Kauai & Renewable Energy

The Kauai Island Utility Cooperative (KIUC) folks are very concerned about the prospect of rising oil prices in the future, and I agree with them. Better to be safe than sorry. Because they feel so vulnerable to rising oil prices, the KIUC is much more focused than most about world oil supply issues. We all should have that sense of urgency.

Oil uncertainty pushes KIUC to find alternatives

By Paul Curtis – The Garden Island
Published: Tuesday, November 3, 2009 3:11 AM HST

LIHU‘E — Oil prices topped $80 a barrel last month despite lower demand and a bad economy, leading Kaua‘i Island Utility Cooperative Chief Financial Officer David Bissell to think that speculation is to blame.



“The sky is almost the limit as far as petroleum is concerned,” Bissell said last week at the monthly KIUC Board of Directors meeting at KIUC headquarters in Lihu‘e.


The uncertainty of oil prices makes it that much more important for KIUC leaders to push forward aggressively with plans for alternative forms of energy, he said, to “try to mitigate our exposure.” (Read more here)

Recently, 500 geologists attended a conference in London, where they voted 2 to 1 that Peak Oil is a concern. This is quite different from the opinions of some of their employers. At the Peak Oil conference I attended in Denver last month, the most prevalent view was that the world will start to slip down the other side of the supply curve in four to five years.

I think that it should be expected that many folks on the other side will be tying themselves into pretzels in order to explain how rising prices are due to declining demand and not declining supplies.
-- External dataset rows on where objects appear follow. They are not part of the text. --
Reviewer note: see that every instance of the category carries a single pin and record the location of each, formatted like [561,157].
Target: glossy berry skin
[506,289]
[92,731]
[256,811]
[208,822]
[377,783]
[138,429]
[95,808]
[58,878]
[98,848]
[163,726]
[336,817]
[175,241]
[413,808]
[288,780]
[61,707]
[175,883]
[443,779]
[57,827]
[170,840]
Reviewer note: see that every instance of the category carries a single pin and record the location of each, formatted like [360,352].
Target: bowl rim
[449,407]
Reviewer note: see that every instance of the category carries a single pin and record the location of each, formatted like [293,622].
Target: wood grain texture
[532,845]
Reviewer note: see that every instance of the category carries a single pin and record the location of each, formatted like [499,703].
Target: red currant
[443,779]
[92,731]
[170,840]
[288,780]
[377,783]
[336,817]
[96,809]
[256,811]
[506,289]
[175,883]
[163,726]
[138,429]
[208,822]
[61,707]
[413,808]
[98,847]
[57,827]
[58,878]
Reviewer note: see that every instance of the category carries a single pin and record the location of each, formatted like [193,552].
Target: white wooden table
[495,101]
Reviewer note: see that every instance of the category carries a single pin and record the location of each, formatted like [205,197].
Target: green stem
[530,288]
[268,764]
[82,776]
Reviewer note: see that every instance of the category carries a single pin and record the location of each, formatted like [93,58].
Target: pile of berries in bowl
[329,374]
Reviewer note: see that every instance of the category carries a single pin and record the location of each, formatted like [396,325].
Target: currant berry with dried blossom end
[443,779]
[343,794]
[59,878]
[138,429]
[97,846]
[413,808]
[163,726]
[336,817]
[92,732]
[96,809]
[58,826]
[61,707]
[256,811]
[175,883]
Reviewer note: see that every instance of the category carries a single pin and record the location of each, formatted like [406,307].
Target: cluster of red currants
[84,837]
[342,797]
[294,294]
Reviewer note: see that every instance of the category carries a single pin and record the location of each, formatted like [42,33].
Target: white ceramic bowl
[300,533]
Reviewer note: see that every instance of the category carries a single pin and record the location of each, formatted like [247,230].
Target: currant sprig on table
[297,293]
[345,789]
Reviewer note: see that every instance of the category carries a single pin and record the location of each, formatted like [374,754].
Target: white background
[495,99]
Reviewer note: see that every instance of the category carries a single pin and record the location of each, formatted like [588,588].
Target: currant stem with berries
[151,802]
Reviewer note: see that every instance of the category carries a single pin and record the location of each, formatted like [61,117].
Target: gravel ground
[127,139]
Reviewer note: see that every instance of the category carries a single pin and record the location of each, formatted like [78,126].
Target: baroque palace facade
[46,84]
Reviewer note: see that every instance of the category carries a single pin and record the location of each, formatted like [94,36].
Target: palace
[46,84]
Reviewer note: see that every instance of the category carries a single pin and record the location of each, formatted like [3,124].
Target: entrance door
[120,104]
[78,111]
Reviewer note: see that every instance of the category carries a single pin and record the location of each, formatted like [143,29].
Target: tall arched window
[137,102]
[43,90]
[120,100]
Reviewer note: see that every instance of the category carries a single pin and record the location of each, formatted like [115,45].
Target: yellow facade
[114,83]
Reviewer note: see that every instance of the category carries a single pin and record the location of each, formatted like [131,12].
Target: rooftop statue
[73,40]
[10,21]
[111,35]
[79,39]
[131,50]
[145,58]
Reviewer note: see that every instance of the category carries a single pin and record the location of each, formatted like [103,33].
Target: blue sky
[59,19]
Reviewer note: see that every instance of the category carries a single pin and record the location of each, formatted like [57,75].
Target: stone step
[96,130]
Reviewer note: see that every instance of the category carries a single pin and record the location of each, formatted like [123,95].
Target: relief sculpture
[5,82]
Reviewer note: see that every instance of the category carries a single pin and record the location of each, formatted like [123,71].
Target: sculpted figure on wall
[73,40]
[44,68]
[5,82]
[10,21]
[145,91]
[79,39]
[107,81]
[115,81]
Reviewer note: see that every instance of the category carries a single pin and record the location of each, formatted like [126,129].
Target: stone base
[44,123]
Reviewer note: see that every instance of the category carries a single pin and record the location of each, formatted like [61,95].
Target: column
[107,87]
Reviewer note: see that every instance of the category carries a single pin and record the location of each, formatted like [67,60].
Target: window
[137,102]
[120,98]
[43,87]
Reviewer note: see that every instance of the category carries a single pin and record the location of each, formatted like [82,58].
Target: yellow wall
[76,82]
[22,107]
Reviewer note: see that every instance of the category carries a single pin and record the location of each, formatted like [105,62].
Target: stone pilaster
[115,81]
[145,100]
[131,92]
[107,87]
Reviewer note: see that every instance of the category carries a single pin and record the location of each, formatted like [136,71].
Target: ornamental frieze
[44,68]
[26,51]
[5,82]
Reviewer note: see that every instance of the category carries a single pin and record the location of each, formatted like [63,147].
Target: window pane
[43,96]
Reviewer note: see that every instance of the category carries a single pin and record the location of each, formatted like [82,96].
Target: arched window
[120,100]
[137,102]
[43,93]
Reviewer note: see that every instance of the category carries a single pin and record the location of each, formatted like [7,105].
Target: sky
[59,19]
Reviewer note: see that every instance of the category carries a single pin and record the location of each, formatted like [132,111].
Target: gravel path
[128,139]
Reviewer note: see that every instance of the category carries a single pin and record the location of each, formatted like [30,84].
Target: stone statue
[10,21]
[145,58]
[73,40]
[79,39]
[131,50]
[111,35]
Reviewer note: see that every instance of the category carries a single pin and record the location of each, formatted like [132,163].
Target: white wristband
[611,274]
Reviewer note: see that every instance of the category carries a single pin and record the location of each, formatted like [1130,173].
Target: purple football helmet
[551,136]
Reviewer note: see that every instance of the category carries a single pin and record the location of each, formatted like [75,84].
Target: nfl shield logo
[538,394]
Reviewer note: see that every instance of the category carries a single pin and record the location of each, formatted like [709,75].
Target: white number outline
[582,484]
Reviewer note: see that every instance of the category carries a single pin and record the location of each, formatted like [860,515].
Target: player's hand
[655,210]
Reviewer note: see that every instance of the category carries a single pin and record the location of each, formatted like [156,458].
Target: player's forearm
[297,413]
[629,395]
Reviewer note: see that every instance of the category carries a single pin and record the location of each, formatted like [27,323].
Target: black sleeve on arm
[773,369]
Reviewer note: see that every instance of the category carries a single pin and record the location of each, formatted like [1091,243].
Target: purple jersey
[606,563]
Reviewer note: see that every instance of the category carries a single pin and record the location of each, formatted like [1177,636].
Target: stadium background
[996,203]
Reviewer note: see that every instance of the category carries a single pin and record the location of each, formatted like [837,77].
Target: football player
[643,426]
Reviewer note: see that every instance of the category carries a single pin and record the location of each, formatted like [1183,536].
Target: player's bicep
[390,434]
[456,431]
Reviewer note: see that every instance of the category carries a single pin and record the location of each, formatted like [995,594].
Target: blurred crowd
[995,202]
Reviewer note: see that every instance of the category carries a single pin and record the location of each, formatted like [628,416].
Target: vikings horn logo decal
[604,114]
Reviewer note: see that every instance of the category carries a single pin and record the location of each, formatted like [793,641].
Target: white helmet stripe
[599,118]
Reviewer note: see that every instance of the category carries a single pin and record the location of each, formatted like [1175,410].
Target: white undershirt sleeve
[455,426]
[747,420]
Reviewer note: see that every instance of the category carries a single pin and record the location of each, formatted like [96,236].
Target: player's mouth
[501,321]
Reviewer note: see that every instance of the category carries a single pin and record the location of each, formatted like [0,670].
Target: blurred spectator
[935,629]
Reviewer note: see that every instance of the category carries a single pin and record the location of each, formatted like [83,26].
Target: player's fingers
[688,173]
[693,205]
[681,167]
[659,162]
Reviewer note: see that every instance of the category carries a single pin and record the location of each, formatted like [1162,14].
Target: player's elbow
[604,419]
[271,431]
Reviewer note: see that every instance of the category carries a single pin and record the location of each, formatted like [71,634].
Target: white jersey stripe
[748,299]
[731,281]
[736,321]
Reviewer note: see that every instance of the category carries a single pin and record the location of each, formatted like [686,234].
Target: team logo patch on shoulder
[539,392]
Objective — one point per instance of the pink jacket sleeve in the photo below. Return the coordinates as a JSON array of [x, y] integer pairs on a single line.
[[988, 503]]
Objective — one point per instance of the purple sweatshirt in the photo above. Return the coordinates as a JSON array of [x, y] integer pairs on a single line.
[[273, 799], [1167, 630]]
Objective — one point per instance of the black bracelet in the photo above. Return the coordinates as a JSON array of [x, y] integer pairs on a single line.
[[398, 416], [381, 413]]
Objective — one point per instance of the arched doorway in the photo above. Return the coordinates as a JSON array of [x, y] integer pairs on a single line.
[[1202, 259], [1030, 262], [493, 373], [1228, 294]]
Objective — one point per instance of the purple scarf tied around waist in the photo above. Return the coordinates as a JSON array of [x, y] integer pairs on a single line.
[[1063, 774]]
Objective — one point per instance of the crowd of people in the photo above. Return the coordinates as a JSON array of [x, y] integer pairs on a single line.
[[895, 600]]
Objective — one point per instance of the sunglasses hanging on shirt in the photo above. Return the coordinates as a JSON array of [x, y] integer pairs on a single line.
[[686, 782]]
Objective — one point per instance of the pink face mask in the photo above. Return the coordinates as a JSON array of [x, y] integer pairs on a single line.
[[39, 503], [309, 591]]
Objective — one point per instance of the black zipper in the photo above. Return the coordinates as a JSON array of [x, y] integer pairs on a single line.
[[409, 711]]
I say, “Better to be safe than sorry.”

Go geothermal.

One thought on “Kauai & Renewable Energy”

  1. Good one, Richard.

    “sense of urgency”?
    Yes, that is what I thought you said.
    I agree.

    What about HELCO? Do they seem to have a “sense of urgency” about the supply of their major source of energy?

    And, of course, there are the sellers and drivers of all of those oil-hungry cars, trucks, tractors, and boats.
    “sense of urgency”? Not that I had observed.